Populisme Pierre Rosanvallon : « Une grande détresse démocratique ». « Le risque, c’est le national-catholicisme ». Entretien avec Andrea Riccardi
Nouveau volet de notre enquête sur le populisme : pour Pierre Rosanvallon, le phénomène traduit les profonds dysfonctionnements de nos systèmes politiques. “Nous sommes à la recherche d’une démocratie postélectorale”, estime l’historien des idées
Depuis l’élection de Donald Trump, la notion de « populisme » a connu une brutale explosion de popularité. Est-ce un simple effet de mode? Si le populisme est à l’ordre du jour, c’est parce que la démocratie ne tient pas ses promesses. La classe politique s’est coupée de la société. Elle a pris le visage d’une partitocratie ou d’une oligarchie gouvernante, et les citoyens ont le sentiment de ne plus être écoutés, et encore moins représentés, d’être délaissés en matière économique et sociale. L’actualité du populisme, c’est l’actualité d’une fatigue démocratique, c’est l’ombre noire des dysfonctionnements démocratiques.

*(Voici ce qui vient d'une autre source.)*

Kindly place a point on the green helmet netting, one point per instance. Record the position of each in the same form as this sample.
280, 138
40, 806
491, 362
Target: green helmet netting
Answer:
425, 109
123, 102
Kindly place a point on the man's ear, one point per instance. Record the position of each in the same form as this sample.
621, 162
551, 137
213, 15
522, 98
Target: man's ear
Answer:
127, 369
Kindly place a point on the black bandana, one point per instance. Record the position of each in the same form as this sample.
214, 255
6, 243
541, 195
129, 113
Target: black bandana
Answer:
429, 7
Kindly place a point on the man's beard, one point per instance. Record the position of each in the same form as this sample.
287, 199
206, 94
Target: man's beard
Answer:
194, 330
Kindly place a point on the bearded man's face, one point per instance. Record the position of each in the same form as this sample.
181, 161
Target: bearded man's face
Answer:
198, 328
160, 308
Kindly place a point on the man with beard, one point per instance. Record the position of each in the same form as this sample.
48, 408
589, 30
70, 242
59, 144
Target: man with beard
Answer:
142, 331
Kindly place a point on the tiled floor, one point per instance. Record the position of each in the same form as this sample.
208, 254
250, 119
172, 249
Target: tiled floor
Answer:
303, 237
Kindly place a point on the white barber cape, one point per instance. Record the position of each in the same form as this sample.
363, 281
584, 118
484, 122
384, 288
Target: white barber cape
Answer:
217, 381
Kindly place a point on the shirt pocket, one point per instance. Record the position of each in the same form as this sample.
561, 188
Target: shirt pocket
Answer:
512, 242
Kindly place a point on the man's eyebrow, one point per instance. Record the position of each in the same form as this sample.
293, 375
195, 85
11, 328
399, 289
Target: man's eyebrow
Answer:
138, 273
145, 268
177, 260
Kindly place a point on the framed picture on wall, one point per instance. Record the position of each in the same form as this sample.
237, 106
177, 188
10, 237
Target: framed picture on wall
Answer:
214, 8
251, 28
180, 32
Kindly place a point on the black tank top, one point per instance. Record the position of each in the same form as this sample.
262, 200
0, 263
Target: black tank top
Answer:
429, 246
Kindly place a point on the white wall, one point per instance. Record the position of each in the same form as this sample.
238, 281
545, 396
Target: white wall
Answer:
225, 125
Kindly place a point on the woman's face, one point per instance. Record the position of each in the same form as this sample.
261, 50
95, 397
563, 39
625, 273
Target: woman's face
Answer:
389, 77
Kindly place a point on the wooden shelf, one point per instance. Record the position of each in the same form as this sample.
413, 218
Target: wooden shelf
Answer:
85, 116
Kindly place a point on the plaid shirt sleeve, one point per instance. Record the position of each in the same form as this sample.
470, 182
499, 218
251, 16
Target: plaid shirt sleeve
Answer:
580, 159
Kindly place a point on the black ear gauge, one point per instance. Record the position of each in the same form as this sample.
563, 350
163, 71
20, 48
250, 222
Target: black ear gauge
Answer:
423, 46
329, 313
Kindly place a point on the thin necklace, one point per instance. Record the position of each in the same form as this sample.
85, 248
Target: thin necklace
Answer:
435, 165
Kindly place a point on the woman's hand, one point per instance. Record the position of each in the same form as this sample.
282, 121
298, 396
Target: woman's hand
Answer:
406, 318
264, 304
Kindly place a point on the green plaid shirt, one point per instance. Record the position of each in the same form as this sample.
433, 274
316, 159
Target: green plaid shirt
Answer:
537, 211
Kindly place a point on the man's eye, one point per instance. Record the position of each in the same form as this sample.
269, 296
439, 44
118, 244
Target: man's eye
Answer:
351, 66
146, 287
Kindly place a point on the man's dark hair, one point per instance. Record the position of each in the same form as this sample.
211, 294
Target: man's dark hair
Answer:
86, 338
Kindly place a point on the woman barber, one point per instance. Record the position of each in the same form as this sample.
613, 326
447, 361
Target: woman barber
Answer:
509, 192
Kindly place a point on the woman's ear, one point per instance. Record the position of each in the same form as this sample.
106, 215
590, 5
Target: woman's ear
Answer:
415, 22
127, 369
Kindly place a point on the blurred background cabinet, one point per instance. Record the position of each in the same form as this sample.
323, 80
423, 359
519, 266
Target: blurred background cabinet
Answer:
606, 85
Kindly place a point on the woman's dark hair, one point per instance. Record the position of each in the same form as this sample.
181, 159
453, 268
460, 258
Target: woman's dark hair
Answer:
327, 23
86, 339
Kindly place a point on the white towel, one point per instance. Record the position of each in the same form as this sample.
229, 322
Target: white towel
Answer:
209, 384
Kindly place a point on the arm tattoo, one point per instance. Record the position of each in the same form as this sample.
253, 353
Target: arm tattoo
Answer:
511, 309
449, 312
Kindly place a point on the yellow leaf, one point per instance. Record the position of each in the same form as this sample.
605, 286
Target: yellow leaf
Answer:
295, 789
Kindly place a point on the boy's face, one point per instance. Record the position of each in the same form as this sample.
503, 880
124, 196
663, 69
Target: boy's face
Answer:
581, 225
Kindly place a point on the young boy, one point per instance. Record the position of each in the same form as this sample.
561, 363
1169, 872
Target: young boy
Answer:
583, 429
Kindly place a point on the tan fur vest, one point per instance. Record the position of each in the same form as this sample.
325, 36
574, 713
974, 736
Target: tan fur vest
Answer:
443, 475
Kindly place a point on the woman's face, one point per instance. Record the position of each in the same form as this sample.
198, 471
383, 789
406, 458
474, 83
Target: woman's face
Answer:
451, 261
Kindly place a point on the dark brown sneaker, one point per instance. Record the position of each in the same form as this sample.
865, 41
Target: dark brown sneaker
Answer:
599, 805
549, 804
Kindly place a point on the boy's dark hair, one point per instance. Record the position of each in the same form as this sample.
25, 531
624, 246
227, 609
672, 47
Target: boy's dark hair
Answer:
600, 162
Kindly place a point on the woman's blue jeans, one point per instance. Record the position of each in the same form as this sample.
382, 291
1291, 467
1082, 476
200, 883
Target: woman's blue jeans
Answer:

On dénonce avec véhémence le populisme, mais sa définition est très floue. Comment le définissez-vous? Je distingue trois usages différents de la catégorie « populisme ». Elle peut désigner un style politique, une rhétorique politique ou un régime politique. Parler d’un style populiste renvoie à un comportement démagogique, à des promesses irréalisables. Par ailleurs, la dénonciation du style populiste voisine souvent, en filigrane, avec la vision méprisante d’un peuple-populace irrationnel et malléable. En cela, le populisme comme style est une notion problématique, plus polémique que descriptive, utilisée pour disqualifier un camp, une personne ou une population. Finalement, cette définition apparaît comme floue et très pauvre. Votre deuxième niveau est celui de la rhétorique… Là, je crois qu’on peut parler de façon rigoureuse du populisme. La rhétorique populiste se caractérise par sa façon d’apporter une réponse discutable et dangereuse à une question légitime : celle de l’insatisfaction démocratique. Cette réponse est dangereuse parce qu’elle procède de plusieurs simplifications. Tout d’abord, les groupes sociaux sont réduits aux seules figures du « peuple » et des « élites » (définies de façon très floue), les multiples divisions sociales étant de fait niées pour exalter un peuple conçu comme un bloc homogène. Cette conception ouvre la prétention du leader populiste à représenter à lui seul le peuple tout entier, à l’incarner.Un autre élément de la rhétorique populiste consiste à simplifier l’exercice de la souveraineté du peuple. Carl Schmitt parlait de la « démocratie d’acclamation » : c’est un type de démocratie directe et immédiate qui s’épargne le filtre des institutions démocratiques complexes et préfère l’acclamation du chef et le recours au référendum, par opposition à ce que j’appelle pour ma part la « démocratie d’exercice », qui suppose au contraire la démultiplication des formes de souveraineté.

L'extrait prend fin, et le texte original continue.